GitHub is Eating the World
About 11 months ago, Marc Andreessen, founding partner of venture capital firm Andreessen-Horowitz, wrote an essay titled “Why Software is Eating the World”. In it, he claims that industry leading corporations that fail to adapt by making technology the core of their business will be “creatively destructed” by startup companies.
Plenty of comparison has been made about the opportunity for GitHub to capitalize on the increased amount of software being written with their plans to further support development teams with plans and pricing for individuals, small businesses, and enterprises.

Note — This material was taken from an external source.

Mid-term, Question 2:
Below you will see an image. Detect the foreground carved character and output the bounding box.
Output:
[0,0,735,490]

GitHub has grown from bootstrapped to being valued at $750m without raising any outside funding, and I think the real value Andreessen-Horowitz sees lies far beyond GitHub’s current business model of monthly service plans.

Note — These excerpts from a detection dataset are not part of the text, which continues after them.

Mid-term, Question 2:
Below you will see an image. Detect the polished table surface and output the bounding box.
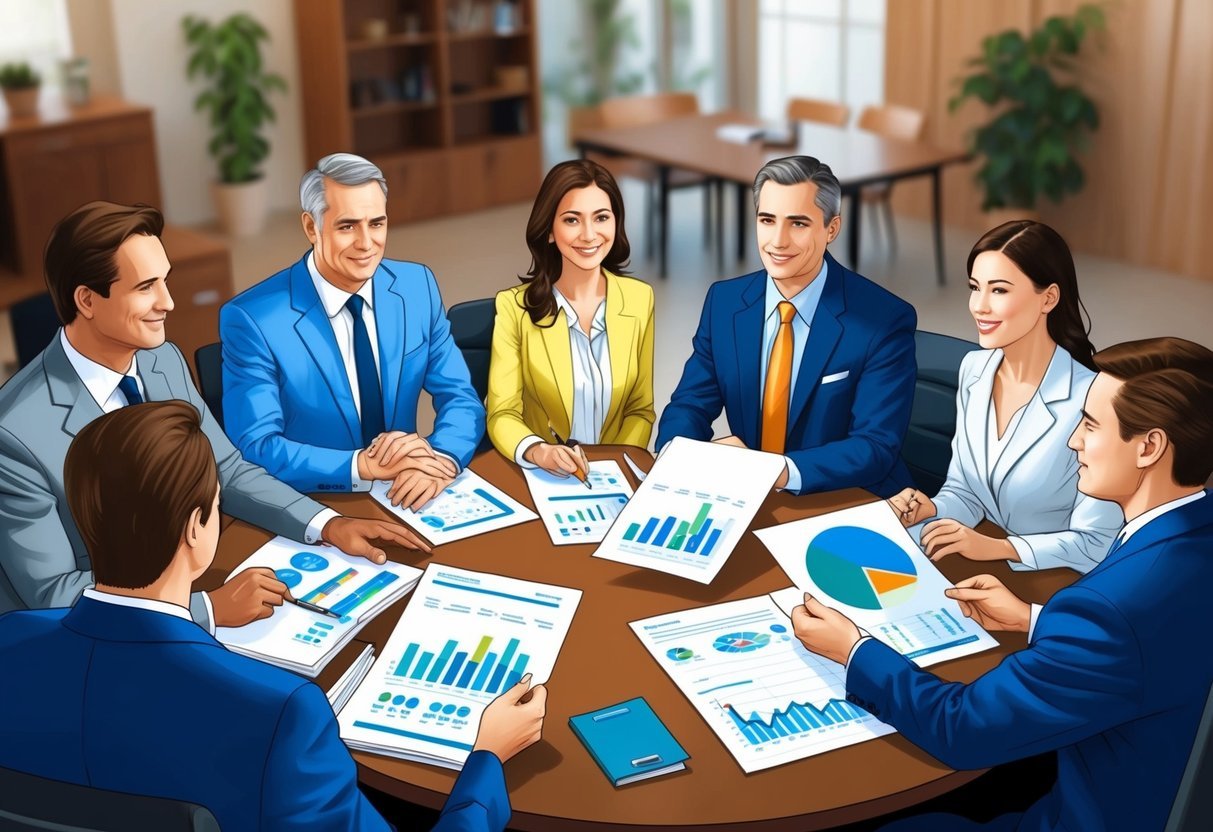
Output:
[199,446,1077,832]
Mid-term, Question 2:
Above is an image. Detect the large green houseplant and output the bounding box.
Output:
[949,5,1104,211]
[182,12,286,234]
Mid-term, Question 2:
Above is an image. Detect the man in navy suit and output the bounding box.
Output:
[792,338,1213,830]
[220,153,484,508]
[657,156,917,496]
[0,401,547,832]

It’s no secret that there is a significant engineering talent crunch for filling technical roles in companies. I’m asked fairly regularly if I know anyone available looking for programming work and my response is almost always look on GitHub for people who have written code in the languages you’re looking for – you can filter search queries by location and the programmer’s email is almost always included at the top of source-code they write.
If the talent crunch is as pronounced as recruiters and founders say it is, and technology jobs continue to transform previously untouched industries, then GitHub is sitting on an active database of the most in-demand user base in the world. Today GitHub is monetizing its viewership with a public jobs board, but in the future they could match technology job seekers with potential candidates in their user base by the type and quality code they’ve written, and that is a multi-billion dollar opportunity.